The is how to manually add paper into the database

In [None]:
from backend.database import Paper, insert_paper, get_paper, update_paper
from backend.api import query_arxiv, query_serp, query_biorxiv
from backend.guess_category import Guesser

In [None]:
CATEGORY_GUESSER = Guesser()


def find_paper(title: str) -> dict:
    """Add a paper to the database."""

    # Check if the paper already exists
    assert get_paper(title) is None

    results = query_serp(term=title, historical=True)

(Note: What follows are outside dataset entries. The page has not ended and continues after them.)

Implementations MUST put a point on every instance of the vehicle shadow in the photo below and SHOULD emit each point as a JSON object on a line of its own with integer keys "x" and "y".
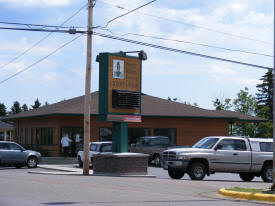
{"x": 222, "y": 180}
{"x": 13, "y": 168}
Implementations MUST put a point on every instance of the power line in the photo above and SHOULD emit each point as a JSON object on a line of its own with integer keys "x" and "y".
{"x": 187, "y": 42}
{"x": 130, "y": 11}
{"x": 71, "y": 31}
{"x": 193, "y": 25}
{"x": 40, "y": 25}
{"x": 41, "y": 40}
{"x": 179, "y": 51}
{"x": 40, "y": 60}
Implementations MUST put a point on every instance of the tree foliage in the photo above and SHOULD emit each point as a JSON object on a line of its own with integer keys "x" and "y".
{"x": 25, "y": 108}
{"x": 264, "y": 96}
{"x": 244, "y": 103}
{"x": 37, "y": 104}
{"x": 221, "y": 104}
{"x": 16, "y": 108}
{"x": 264, "y": 109}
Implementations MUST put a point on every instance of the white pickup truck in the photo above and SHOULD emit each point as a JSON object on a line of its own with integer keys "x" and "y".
{"x": 249, "y": 157}
{"x": 95, "y": 148}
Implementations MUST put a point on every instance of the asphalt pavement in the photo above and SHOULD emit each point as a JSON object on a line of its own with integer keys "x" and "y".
{"x": 20, "y": 187}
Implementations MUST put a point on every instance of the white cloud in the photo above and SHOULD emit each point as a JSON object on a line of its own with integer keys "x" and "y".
{"x": 225, "y": 74}
{"x": 30, "y": 3}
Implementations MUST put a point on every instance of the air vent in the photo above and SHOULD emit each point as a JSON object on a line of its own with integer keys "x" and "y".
{"x": 125, "y": 99}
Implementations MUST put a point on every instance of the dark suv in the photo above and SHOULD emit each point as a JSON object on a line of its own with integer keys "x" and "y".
{"x": 153, "y": 146}
{"x": 14, "y": 154}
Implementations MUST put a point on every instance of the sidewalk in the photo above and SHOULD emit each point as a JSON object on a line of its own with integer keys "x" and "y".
{"x": 57, "y": 169}
{"x": 247, "y": 195}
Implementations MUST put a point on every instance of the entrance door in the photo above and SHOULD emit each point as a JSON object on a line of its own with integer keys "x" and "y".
{"x": 76, "y": 135}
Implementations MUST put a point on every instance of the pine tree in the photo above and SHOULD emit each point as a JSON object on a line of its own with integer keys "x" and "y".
{"x": 264, "y": 99}
{"x": 221, "y": 104}
{"x": 16, "y": 108}
{"x": 37, "y": 104}
{"x": 3, "y": 110}
{"x": 25, "y": 108}
{"x": 264, "y": 96}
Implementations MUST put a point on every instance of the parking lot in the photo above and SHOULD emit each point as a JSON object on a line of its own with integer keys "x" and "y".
{"x": 19, "y": 187}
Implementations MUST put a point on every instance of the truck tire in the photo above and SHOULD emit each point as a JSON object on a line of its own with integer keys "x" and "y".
{"x": 267, "y": 173}
{"x": 247, "y": 177}
{"x": 175, "y": 174}
{"x": 32, "y": 162}
{"x": 197, "y": 171}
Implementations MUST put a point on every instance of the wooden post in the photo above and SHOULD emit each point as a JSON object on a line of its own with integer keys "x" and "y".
{"x": 273, "y": 173}
{"x": 87, "y": 103}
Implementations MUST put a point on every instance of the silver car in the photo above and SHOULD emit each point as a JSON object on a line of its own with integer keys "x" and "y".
{"x": 14, "y": 154}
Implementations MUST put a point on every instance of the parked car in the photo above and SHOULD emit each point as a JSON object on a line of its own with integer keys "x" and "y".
{"x": 153, "y": 146}
{"x": 249, "y": 157}
{"x": 14, "y": 154}
{"x": 95, "y": 148}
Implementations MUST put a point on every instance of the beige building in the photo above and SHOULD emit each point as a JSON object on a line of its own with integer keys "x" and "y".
{"x": 43, "y": 128}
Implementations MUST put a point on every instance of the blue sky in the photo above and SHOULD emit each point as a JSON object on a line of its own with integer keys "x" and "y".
{"x": 188, "y": 78}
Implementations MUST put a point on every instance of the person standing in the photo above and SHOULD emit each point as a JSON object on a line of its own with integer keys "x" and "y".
{"x": 65, "y": 142}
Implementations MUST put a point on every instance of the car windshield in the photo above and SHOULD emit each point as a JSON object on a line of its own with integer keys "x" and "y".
{"x": 206, "y": 143}
{"x": 144, "y": 141}
{"x": 262, "y": 146}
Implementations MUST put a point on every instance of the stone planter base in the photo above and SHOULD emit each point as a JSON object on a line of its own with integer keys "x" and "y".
{"x": 119, "y": 164}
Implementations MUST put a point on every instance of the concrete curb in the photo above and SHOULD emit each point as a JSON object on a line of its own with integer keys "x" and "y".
{"x": 248, "y": 195}
{"x": 61, "y": 170}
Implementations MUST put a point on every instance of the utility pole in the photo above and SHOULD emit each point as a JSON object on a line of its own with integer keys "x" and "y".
{"x": 87, "y": 103}
{"x": 273, "y": 174}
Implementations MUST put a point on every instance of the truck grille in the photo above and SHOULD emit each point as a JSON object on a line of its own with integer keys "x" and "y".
{"x": 169, "y": 155}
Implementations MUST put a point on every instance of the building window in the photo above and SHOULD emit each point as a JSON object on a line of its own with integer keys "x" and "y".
{"x": 2, "y": 136}
{"x": 37, "y": 136}
{"x": 105, "y": 134}
{"x": 15, "y": 134}
{"x": 50, "y": 135}
{"x": 31, "y": 136}
{"x": 168, "y": 132}
{"x": 26, "y": 136}
{"x": 135, "y": 133}
{"x": 76, "y": 134}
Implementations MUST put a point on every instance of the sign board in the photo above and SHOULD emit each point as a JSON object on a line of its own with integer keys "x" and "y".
{"x": 119, "y": 86}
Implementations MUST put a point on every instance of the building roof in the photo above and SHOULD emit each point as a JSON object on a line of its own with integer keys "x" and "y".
{"x": 5, "y": 126}
{"x": 151, "y": 106}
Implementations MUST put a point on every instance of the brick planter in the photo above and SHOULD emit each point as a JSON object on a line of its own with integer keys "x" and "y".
{"x": 120, "y": 164}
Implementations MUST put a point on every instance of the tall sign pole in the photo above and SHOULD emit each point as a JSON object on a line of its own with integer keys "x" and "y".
{"x": 273, "y": 175}
{"x": 87, "y": 103}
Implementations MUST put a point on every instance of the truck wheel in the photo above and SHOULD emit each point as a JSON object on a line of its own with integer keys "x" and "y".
{"x": 157, "y": 160}
{"x": 80, "y": 163}
{"x": 247, "y": 177}
{"x": 197, "y": 171}
{"x": 175, "y": 174}
{"x": 267, "y": 174}
{"x": 32, "y": 162}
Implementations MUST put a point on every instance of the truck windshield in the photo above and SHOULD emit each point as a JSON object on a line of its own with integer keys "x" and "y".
{"x": 206, "y": 143}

    # Top result should be the paper of interest
    results = results["formatted_results"]

    print(len(results))
    selected_result = results[0]  # Should be the top result

    print(f"Selected: {selected_result['title']}")
    return selected_result


def add_paper(result: dict) -> None:
    """Crawl extra metadata and add the paper to the database."""
    if result["journal"] == "arxiv.org":
        arxiv_data = query_arxiv(result["arxiv_id"])
        if arxiv_data is not None:
            result.update(arxiv_data)

    # Append extra biorxiv data
    if result["journal"] == "biorxiv.org":
        biorxiv_data = query_biorxiv(result["doi"])
        if biorxiv_data is not None:
            result.update(biorxiv_data)

    # MUST Sanitize using Paper class, otherwise cannot get the correct title
    paper = Paper(**result)
    insert_paper(paper)

    # Append guessed category
    if paper.category is None:
        paper.category = CATEGORY_GUESSER.guess(paper.id, paper.title)
        update_paper(paper)

In [None]:
# A list of manually added papers

titles = [
    # "Optimally-weighted Estimators of the Maximum Mean Discrepancy for Likelihood-Free Inference",
    # "Approximate Bayesian Computation with Domain Expert in the Loop",
    # "Approximate Bayesian neural Doppler imaging",
    # "Bayesian Stokes inversion with normalizing flows",
    # "Sequential Neural Score Estimation: Likelihood-Free Inference with Conditional Score Based Diffusion Models"
]

Given that the title might not align perfectly, especially for those containing LaTeX, it would be advisable to manually double-check for certainty.

In [None]:
paper = find_paper(title=titles[0])
paper

It it looks good, then we can add it to the database.

In [None]:
add_paper(paper)